When a patient either enters the hospital with a bacterial infection, or acquires a nosocomial infection, the doctor typically creates an antibiogram to determine which antibiotics (still) work and how well. Today, we can also test phages against a bacterial infection. A panel of phages can be tested in the lab (and even ‘trained’ in the lab), and the most potent phages can be selected to be administered to a patient, this is the procedure of making a ‘phagogram’. The main problem with phagograms is that they do not scale to large phage banks; it is simply too time consuming to test hundreds of different phages in the lab before being able to develop a personalized therapy.
Today, phage research, like most of biology, is increasingly becoming a data-driven field in which artificial intelligence (AI) can help with complex problems. AI enables the ever-expanding amount of omics data to be put to good use and adds a new dimension to the field of phage research. We believe it can support the development of personalized phage therapies.
Enter digital phagograms
In our recent opinion piece, we introduce the term ‘digital phagogram’, referring to a digital and faster alternative to experimental phagograms. A digital phagogram entails the computer-based prediction of phage infectivity. Once established, it can be performed quickly for hundreds or thousands of candidate phages, pointing out a subset of the most promising candidates to experimentally verify in the lab and develop into a therapy. Underlying these predictions are machine learning models that take as input some information on the phage and bacterial host (e.g., their genomes) and make a prediction about whether these could interact.
Machine learning models for phage-host interactions
Several tools for predicting phage-host interactions exist today, but these tools consider the interactions at the family-, genus- or species-level and do not allow predictions at the strain level. We propose to reason about these predictive models in a way that better reflects the sequential stages of the biological infection process. Such a step-wise approach can be beneficial to disentangle the complexity of phage-interactions, and result in a set of models that are more straightforwardly interpretable.
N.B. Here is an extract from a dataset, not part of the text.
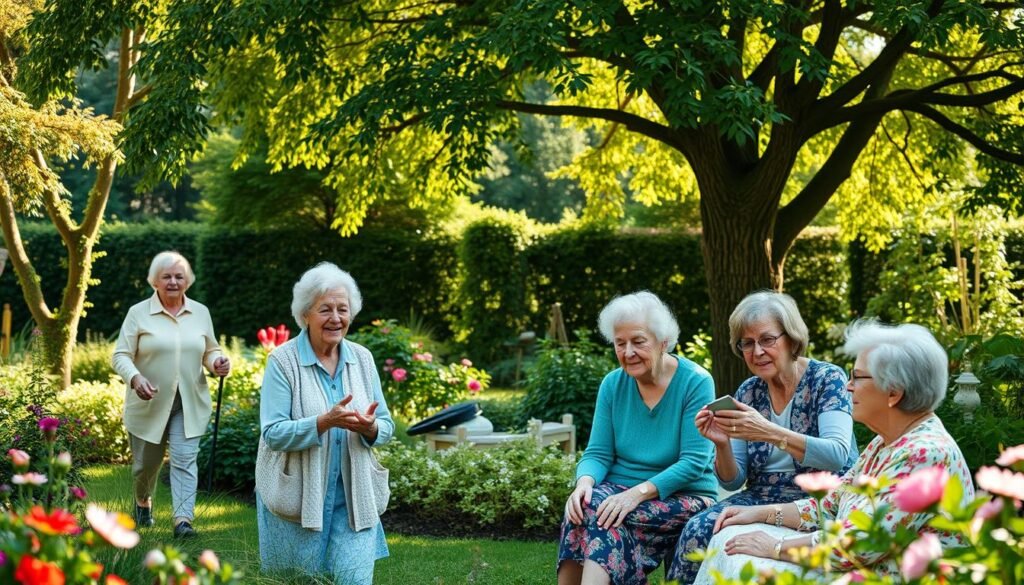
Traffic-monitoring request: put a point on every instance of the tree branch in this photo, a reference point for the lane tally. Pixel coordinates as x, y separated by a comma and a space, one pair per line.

A layered approach to interaction modeling
More specifically, we propose to construct layers of different models for the different stages of the infection process and to make predictions at each step. Logically, the first layer corresponds to the initial interaction between the phage receptor-binding proteins and their bacterial receptors. A model tailored to this step would consider phage RBPs and receptors as input, instead of entire genomes. A second layer we propose captures the evolutionary dynamics between phages and bacteria and can include a diverse set of genetic defense mechanisms of bacteria, together with phage antidefense systems. Thirdly, we propose a more flexible layer focused on the metabolism takeover by the phage. This layer could include genetic evidence of the conversion of the host but, for example, transcriptomics data on the infection process as well. Finally, the different predictions of separate models could be integrated into a final (hierarchical or stacked) model that makes one prediction, or the separate predictions can be interpreted by themselves. Among others in the field, the authors of the opinion piece (KU Leuven, Ghent University) are actively aligning their efforts to elaborate the different layers to set up digital phagograms and inform phage cocktail design. While we are aware that we are still far away from the realization of such a layered approach, we think working towards it is valuable and insightful.
In general, each model will have its limitations, as it relies heavily on the quality of input data. However, models do not need to be perfect to be effective. While testing in the lab will remain essential, in silico predictions can save precious time and reduce costs, making phage therapy faster and more effective. In this sense, we aspire for an effective phage-host AI model that can help scale phage therapy, enabling more patients to benefit from phage-based treatments in the future.